L’ultima visita di Pablo Ziegler a Buenos Aires era stata in occasione di un nuovo incontro del Quintetto di Piazzolla con Gary Burton, un’esperienza che era culminata in due dischi e che era servita al vibrafonista per avvicinarsi al mondo tanguero. ” A Burton pesa molto il repertorio di Piazzolla, ma lo fa bene. In realtà s’appoggia al quintetto di Astor, perché benché sia uno dei migliori vibrafonisti, ha dovuto imparare a suonare il tango con noi; ed ogni volta che viene impara qualcosa in più.”
- ¿E’ stato difficile per lei proseguire dopo il suo lavoro con Astor?
-Per me è stata una fase importante. Ma nel quintetto avevo già molta musica scritta ed Astor lo sapeva. Mi dava corda perché componessi brani. Il mio primo disco è composto di musiche tutte mie ed è un quartetto che non aveva bandoneón. Dopo esser stato con Astor m’era dura lavorare con un altro bandoneonista.
-¿Com’è iniziato il lavoro sull’improvvisazione?
-Ricordo uno show a Montreal con quintetto in cui Piazzolla aveva improvvisato tutto l’assolo di “Tristeza de un doble A” (Tristezza di una doppia “A”)(*). E’ un brano di sei minuti che dura come fossero venti. In qualche modo il mio ingresso e quello di Oscar López Ruiz nel quintetto cominciano a scomporre tutto. Astor voleva avere un’apertura verso il jazz nel senso dell’improvvisazione. Ma mi diceva sempre che invece di andarcene dalla parte del jazz ce ne saremmo andati verso quella del tango. Quel che lui ha acquisito, io l’ho riprodotto coi miei musicisti e così è s’andata preparando un’apertura a un altro spazio del tango, qualcosa che suona contemporaneo, e che ha a che vedere con la Buenos Aires di oggi.
Attualmente Pablo Ziegler ricrea sessioni di jam tanguera nel club Jazz Standard di New York. “Da quel ciclo sono passati da Paquito di Rivera, a Joe Lovano e Kenny Garret, tra gli altri. Tutti si avvicinano al mondo del tango attraverso l’improvvisazione. Nel contempo c’avviciniamo tutti al mondo musicale dell’altro ed impariamo. Lì devi pelare e riordinare tutto.
-¿Qual’è il segreto per improvvisare nel tango?
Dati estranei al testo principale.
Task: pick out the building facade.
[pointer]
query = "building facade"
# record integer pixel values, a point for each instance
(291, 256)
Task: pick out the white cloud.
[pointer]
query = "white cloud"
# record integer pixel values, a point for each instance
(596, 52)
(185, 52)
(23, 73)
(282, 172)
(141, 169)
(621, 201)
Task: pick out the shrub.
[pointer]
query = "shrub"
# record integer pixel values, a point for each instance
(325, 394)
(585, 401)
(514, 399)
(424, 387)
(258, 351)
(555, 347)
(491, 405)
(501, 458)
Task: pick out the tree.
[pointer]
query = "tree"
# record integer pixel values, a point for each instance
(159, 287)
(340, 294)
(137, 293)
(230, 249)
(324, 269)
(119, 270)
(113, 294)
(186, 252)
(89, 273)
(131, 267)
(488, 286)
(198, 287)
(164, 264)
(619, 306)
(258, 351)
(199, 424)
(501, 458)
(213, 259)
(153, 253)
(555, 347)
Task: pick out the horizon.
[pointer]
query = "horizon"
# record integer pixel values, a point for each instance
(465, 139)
-Devi prendere l’improvvisazione in sé. Non si tratta di improvvisare jazz, il segreto invece è improvvisare in linguaggio tanguero. Un modo è la modalità di tenere il ritmo con la mano sinistra. Diversi di quei precedenti e fraseggi li puoi prendere quale punto di partenza nelle cose che faceva il pianista Osvaldo Tarantino con Piazzolla. Quando ho cominciato io, la mia improvvisazione era molto jazzistica, ma dopo era apparso il tango. Per dieci anni mi son dedicato ad esplorarlo. Astor diceva che col jazz non potevamo competere, però col tango facevamo la differenza ovunque. Ed aveva ragione.
(*) Una doppia “A” è il bandoneón. La sigla “A.A.” riporta le iniziali di Alfred Arnold, il primo produttore ed esportatore di bandoneón in Argentina.